En 2004, Serge Dassault rachète au groupe Hersant la Socpresse et Le Figaro. En 2005, Vincent Bolloré, déja propriétaire de Direct Matin, lance sa chaîne D8 sur la TNT. Martin Bouygues, le propriétaire de TF1 et de LCI, a été choisi par le couple Sarkozy pour être le parrain de leur fils, Louis, tout comme Bernard Arnault, patron du groupe LVMH et propriétaire des Echos. Quant à Arnaud Lagardère, présent dans l’aéronautique, l’armement, l’édition et la presse, il va carrément mettre tout son empire de médias au service de la candidature Sarkozy.
» Double casquette «
Quelques mois avant la mort de son père en 2003, Nicolas Sarkozy avait promis au patriarche de « veiller sur son fils ». Selon une enquête de Mediapart, en 2004 il aurait profité de sa double casquette de ministre du Budget et d’avocat du groupe Lagardère pour que son ami Arnaud puisse ne pas payer trop d’impôts sur la succession : « Une dizaine de millions d’euros seulement », une « misère » par rapport aux 320 millions transmis par son père, écrira notre confrère Laurent Mauduit. Le ministre du Budget a-t-il aidé Arnaud Lagardère dans l’espoir d’être soutenu par Paris Match, Europe 1 et Le JDD pour la présidentielle de 2007 ?
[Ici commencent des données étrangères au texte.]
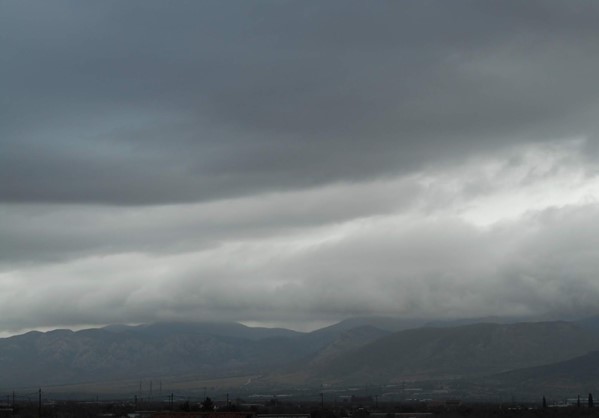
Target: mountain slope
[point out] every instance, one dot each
(472, 350)
(64, 356)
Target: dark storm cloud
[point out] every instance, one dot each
(149, 102)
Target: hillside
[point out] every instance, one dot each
(466, 351)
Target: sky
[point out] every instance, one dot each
(295, 163)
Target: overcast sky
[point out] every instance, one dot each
(295, 163)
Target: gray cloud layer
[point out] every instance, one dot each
(296, 161)
(152, 103)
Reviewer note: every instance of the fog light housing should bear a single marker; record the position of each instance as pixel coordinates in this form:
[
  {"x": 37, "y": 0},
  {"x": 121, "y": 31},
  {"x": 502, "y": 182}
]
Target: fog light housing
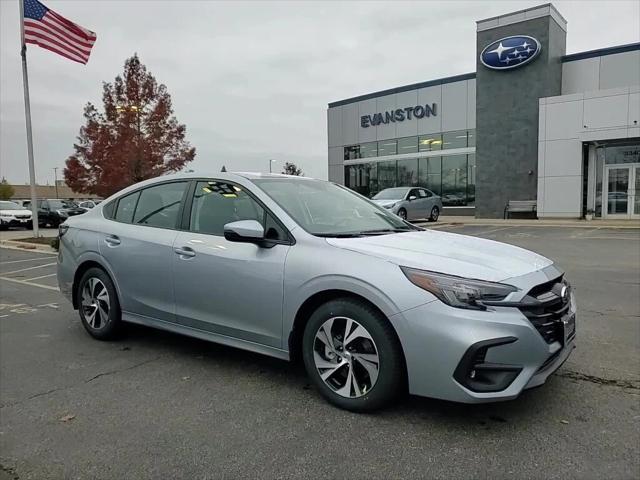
[{"x": 474, "y": 373}]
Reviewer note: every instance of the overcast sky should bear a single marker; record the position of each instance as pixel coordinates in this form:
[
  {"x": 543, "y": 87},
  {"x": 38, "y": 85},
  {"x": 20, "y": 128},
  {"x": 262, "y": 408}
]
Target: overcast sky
[{"x": 252, "y": 80}]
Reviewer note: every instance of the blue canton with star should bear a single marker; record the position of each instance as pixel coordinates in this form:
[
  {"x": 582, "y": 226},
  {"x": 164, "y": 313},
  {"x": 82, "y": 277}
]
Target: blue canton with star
[{"x": 34, "y": 9}]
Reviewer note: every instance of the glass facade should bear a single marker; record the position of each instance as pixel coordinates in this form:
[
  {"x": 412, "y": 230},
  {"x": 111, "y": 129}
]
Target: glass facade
[
  {"x": 422, "y": 143},
  {"x": 453, "y": 177}
]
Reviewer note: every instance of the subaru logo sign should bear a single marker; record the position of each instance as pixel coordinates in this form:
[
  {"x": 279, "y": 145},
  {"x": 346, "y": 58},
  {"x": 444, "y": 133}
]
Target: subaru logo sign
[{"x": 510, "y": 52}]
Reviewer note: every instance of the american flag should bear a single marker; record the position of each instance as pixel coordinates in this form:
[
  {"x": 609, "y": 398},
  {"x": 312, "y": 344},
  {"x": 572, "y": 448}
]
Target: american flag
[{"x": 47, "y": 29}]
L’arrangement fiscal avait en tout cas choqué François Bayrou : « Arnaud Lagardère ne fait pas mystère de l’aide que lui a apporté Nicolas Sarkozy, alors ministre des Finances, en 2004. Chacun sait que le ministre des Finances est maître des transactions fiscales, notamment lorsqu’il s’agit de droits de succession. » Le ministre aurait-il aidé son ami marchand d’armes? « Le climat entre les deux hommes a permis de faciliter les solutions dans le cadre de cette succession », reconnaîtra Claude Guéant sur France 2 quelques années plus tard.
» Je préfère ne pas répondre à cette question «
Arnaud Lagardère interrogé à l’Assemblée sur la faible imposition de sa succession
Des « solutions » sur lesquelles Arnaud Lagardère se gardera bien de s’étendre. Interrogé sur le sujet en commission des finances de l’Assemblée, il lâchera dans un éclat de rire : « Alors là… On a droit à un joker, ici… Ou bien je téléphone à un ami, ou je demande le 50/50. Mais très franchement, je préfère ne pas répondre à cette question… ». Réinterrogé sur ce point par Julien Daguerre en 2017 pour un Envoyé spécial de France 2, Arnaud Lagardère affirmera finalement que l’arrangement fiscal aurait été négocié avec Alain Lambert, le prédécesseur de Nicolas Sarkozy au ministère du Budget.
» Je vous présente quelqu’un qui est un peu un frère pour moi «
Arnaud Lagardère accueillant Nicolas Sarkozy à Deauville en 2006
Mais en avril 2005, la lune de miel continue: le groupe Lagardère invite Nicolas Sarkozy à un séminaire à Deauville. Devant Alain Genestar, alors patron de Paris Match et Jean-Pierre Elkabbach, alors à la tête d’Europe 1, Arnaud Lagardère monte sur scène. En pull blanc décontracté, micro en main, il se lance dans un vibrant hommage à son « ami » Nicolas : « Il y a un homme, un, qui a œuvré pour nous, j’allais dire pour moi, mais ce qui compte, c’est surtout pour nous, c’est-à-dire in fine pour notre indépendance et notre survie, notamment en politique, c’est lui. […] Je vous présente quelqu’un qui est un peu un frère pour moi. […] Je vous demande un tonnerre d’applaudissements pour… Nicolas Sarkozy ! »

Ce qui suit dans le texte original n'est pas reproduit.